I have been applying so many companies but they have never given me the job, I have all the charisma for the job, am super experienced in all angles for the job, but they kept rejecting me in every company that I applied, I have been wondering maybe God doesn’t want me to work after my university days, I studied Java programming at my higher institution, and I have my masters degree and my PhD too. After all the years spent in the university with the money involved too. I tried all I could to wipe my mom’s tears of all she has done for me by training me in all these years, I kept being rejected.
The most surprising part of it was that my mother never lets me down, even as a graduate with all those certificates, she never gave up on me. She kept prying for me and kept encouraging me, I told God to wipe my tears throughout the year 2017 but all to no avail, I paid my tithes, I give offering in the services in the gatherings of the midst of the people of God, I did all the things I need ed to do, Both living a righteous life and being there for my mom. After all these things, all my efforts fall back to my face.
I was totally discouraged at myself, especially when I see my mates and even my juniors in school go to work, how they dress corporately to work, to the extent that some of them are already, married, I regret ever going to school. Even at all those moments, I was fully discouraged at myself, my mom was always there for me.
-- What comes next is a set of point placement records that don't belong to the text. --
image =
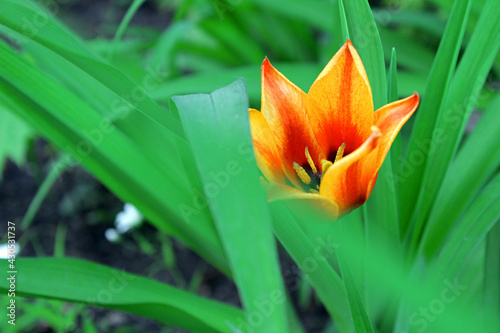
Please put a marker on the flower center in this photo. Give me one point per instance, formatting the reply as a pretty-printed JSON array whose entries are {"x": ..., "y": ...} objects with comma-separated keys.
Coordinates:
[{"x": 309, "y": 175}]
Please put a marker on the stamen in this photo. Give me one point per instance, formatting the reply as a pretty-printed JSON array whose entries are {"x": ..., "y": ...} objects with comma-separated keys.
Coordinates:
[
  {"x": 340, "y": 153},
  {"x": 301, "y": 172},
  {"x": 325, "y": 164},
  {"x": 310, "y": 161}
]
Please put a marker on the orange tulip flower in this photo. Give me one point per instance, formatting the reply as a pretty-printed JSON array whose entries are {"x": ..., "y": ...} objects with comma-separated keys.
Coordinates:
[{"x": 325, "y": 146}]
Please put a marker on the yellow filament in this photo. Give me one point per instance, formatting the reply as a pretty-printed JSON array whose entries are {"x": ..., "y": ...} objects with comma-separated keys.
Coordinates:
[
  {"x": 340, "y": 153},
  {"x": 310, "y": 161},
  {"x": 302, "y": 173},
  {"x": 325, "y": 164}
]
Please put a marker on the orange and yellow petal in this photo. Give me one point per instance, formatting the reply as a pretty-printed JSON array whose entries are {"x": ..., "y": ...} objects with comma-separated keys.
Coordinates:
[
  {"x": 284, "y": 107},
  {"x": 348, "y": 182},
  {"x": 266, "y": 152},
  {"x": 389, "y": 119},
  {"x": 340, "y": 103},
  {"x": 301, "y": 202}
]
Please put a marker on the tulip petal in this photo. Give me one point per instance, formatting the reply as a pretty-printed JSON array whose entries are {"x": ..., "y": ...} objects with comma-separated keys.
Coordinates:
[
  {"x": 389, "y": 119},
  {"x": 340, "y": 103},
  {"x": 284, "y": 107},
  {"x": 348, "y": 182},
  {"x": 299, "y": 202},
  {"x": 266, "y": 151}
]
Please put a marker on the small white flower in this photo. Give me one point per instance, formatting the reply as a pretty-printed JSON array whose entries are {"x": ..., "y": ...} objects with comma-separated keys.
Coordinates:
[
  {"x": 112, "y": 235},
  {"x": 129, "y": 218},
  {"x": 4, "y": 250}
]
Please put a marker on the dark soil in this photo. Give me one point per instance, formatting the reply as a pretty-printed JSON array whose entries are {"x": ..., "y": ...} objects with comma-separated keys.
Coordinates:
[{"x": 87, "y": 209}]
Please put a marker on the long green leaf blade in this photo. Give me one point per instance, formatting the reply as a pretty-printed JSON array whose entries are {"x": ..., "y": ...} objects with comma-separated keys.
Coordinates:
[
  {"x": 217, "y": 126},
  {"x": 85, "y": 282},
  {"x": 430, "y": 108}
]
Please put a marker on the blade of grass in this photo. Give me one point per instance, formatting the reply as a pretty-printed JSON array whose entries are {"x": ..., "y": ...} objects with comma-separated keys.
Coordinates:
[
  {"x": 465, "y": 90},
  {"x": 134, "y": 7},
  {"x": 471, "y": 230},
  {"x": 67, "y": 121},
  {"x": 58, "y": 39},
  {"x": 58, "y": 167},
  {"x": 313, "y": 256},
  {"x": 358, "y": 312},
  {"x": 475, "y": 164},
  {"x": 433, "y": 102},
  {"x": 492, "y": 270},
  {"x": 98, "y": 285},
  {"x": 217, "y": 127},
  {"x": 382, "y": 207}
]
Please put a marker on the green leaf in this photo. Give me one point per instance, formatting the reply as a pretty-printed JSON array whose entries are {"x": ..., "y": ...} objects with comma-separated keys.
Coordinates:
[
  {"x": 366, "y": 40},
  {"x": 492, "y": 270},
  {"x": 358, "y": 312},
  {"x": 217, "y": 127},
  {"x": 85, "y": 282},
  {"x": 464, "y": 93},
  {"x": 432, "y": 105},
  {"x": 17, "y": 133},
  {"x": 56, "y": 38},
  {"x": 314, "y": 253},
  {"x": 471, "y": 230},
  {"x": 132, "y": 173},
  {"x": 134, "y": 7},
  {"x": 476, "y": 162}
]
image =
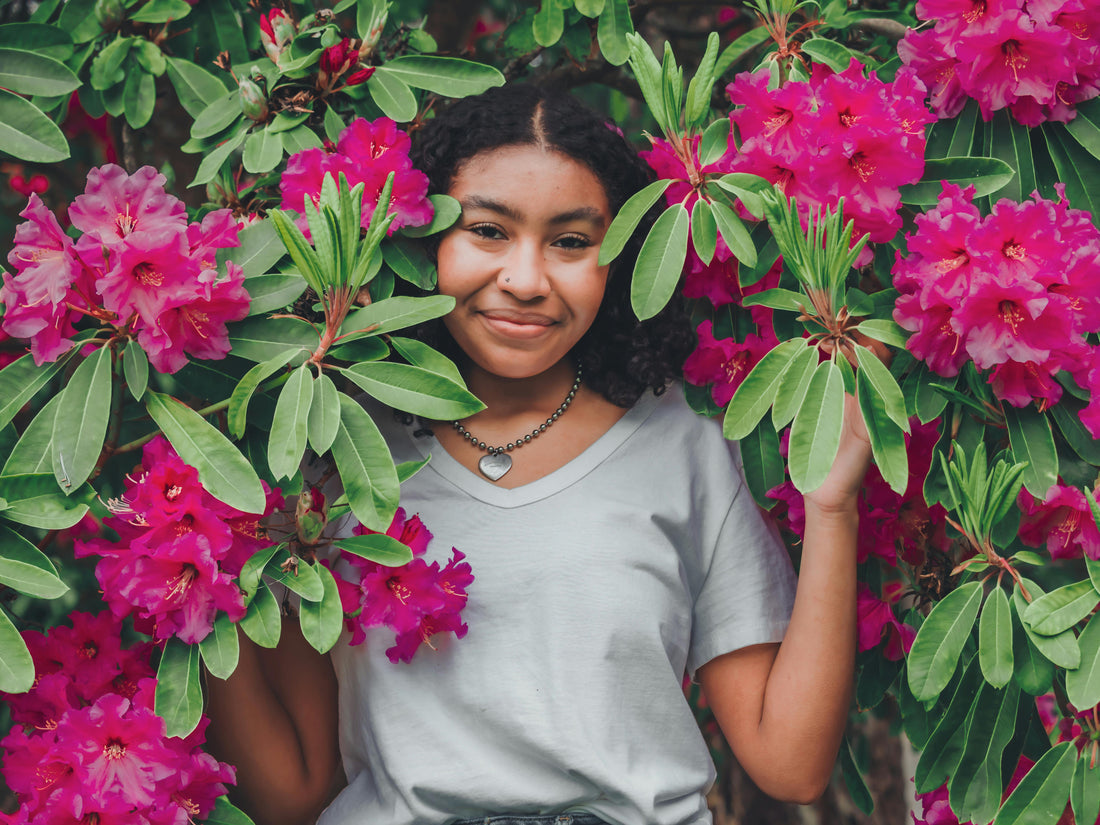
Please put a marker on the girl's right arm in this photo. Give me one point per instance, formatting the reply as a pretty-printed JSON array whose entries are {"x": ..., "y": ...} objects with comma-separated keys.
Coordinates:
[{"x": 275, "y": 719}]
She was the only one who told me never to give up that Once it is time, I will be favoured.
I never knew I was the cause of my problems, I never knew, I was the one delaying myself of the approval of my application, the reason is that I was pride full of myself, I don’t like asking people questions about the things I didn’t know rather, I will google out until I make it. Though it was really stressful and I like to be a solution to my problems.
Though there was never a bad step to take, I decided to make enquiries from my friends who have made it, some of them insulted me, while some of them were surprised because I have never asked them questions since they came to recognition of who I am. Asking them some questions on how they made it was really challenging but it was more heartbreaking to me when I realize that, they no longer have my time and the reason is that they have now had their jobs and family to think of.
I regretted ever taking the step of laying myself down to ask them from the onset. I went back to my place of sorrow and bitter in my heart, The world was so fully turning around in shame and reproach for me, while I was becoming older every day. I went to some spiritualists to pray for me, after all, sets and done, nothing was happening. I gave up on everything, I stopped bothering my mom of feeding me every day, I told her am too old to be fed by my mom, am already at the age of feeding my mom, my wife and children and yet, I’m still here feeding my mom’s pot.
All I could do was to go and start a handwork, but I have never been inclined with handworks, I have always wanted to be a technologist, a programming speciality precisely, When I realized that I could not make it handwork, I applied in some private companies, which I was accepted and appointed. as well as employed too, but the salary was so poor to the extent that it was only dependent on my transportations alone.
I remembered my mom’s word, she always told me never to give up, that when the appointed time comes, that I will be favoured! I hold on to that words until one day, I ran into an old friend who has made it in life. I was so amazed to see the most unintelligent guy in my department be a hero and am just a guy working for transportation fair.
I asked him how it happened? he said it’s just a simple process to take care of, and I will be a hero forever. I never understood, At first, I was thinking he was in rituals or anything evil at all but as times goes on, I investigated his riches and I believed in myself that I can make it again. He told me that he just got the job, two days ago, and the company that gave him the job are really taking care of all the expenses.
My head was so heavy, that I asked him to give me a link to his success. To my greatest surprise, he told me to visit ebimnageniusland.com on the internet, that I will see a post link posted thus: 5 Reasons You Didn’t Get The Job, And Your Resume Was Tossed. I was not happy when I was leaving from his presence and I didn’t take those words seriously because I felt he doesn’t wanna help me out.
When I reached home, I remembered that I have trying out a lot of tricks on the internet but all to no avail, Another thought came into me, I also remembered that I was the same guy who doesn’t like to ask questions, I have always like to be the one providing myself of any solution to any challenges of my life.
I encouraged myself and visited the link my old friend gave me. Wow! I was so perplexed, I never knew these steps can be followed, and I noticed that the reasons why I haven’t gotten the job are the number reason for the post link I visited. While on the third reason of the post link, I was really a victim of it.
The post lead me to think much, I forged some words on my application letter, using the tricks the 5 Reasons You Didn’t Get The Job. I went to some of the same companies I’ve applied for and I was rejected, just within 30minutes of my application, I was totally employed and welcomed with a house, a car and my other expenditure. I was made the head of the programming department in my company.
Today finally, I’m living happily in my company provided a house with my loving mother, seeking for a woman to marry because I have finally arrived at the genius land.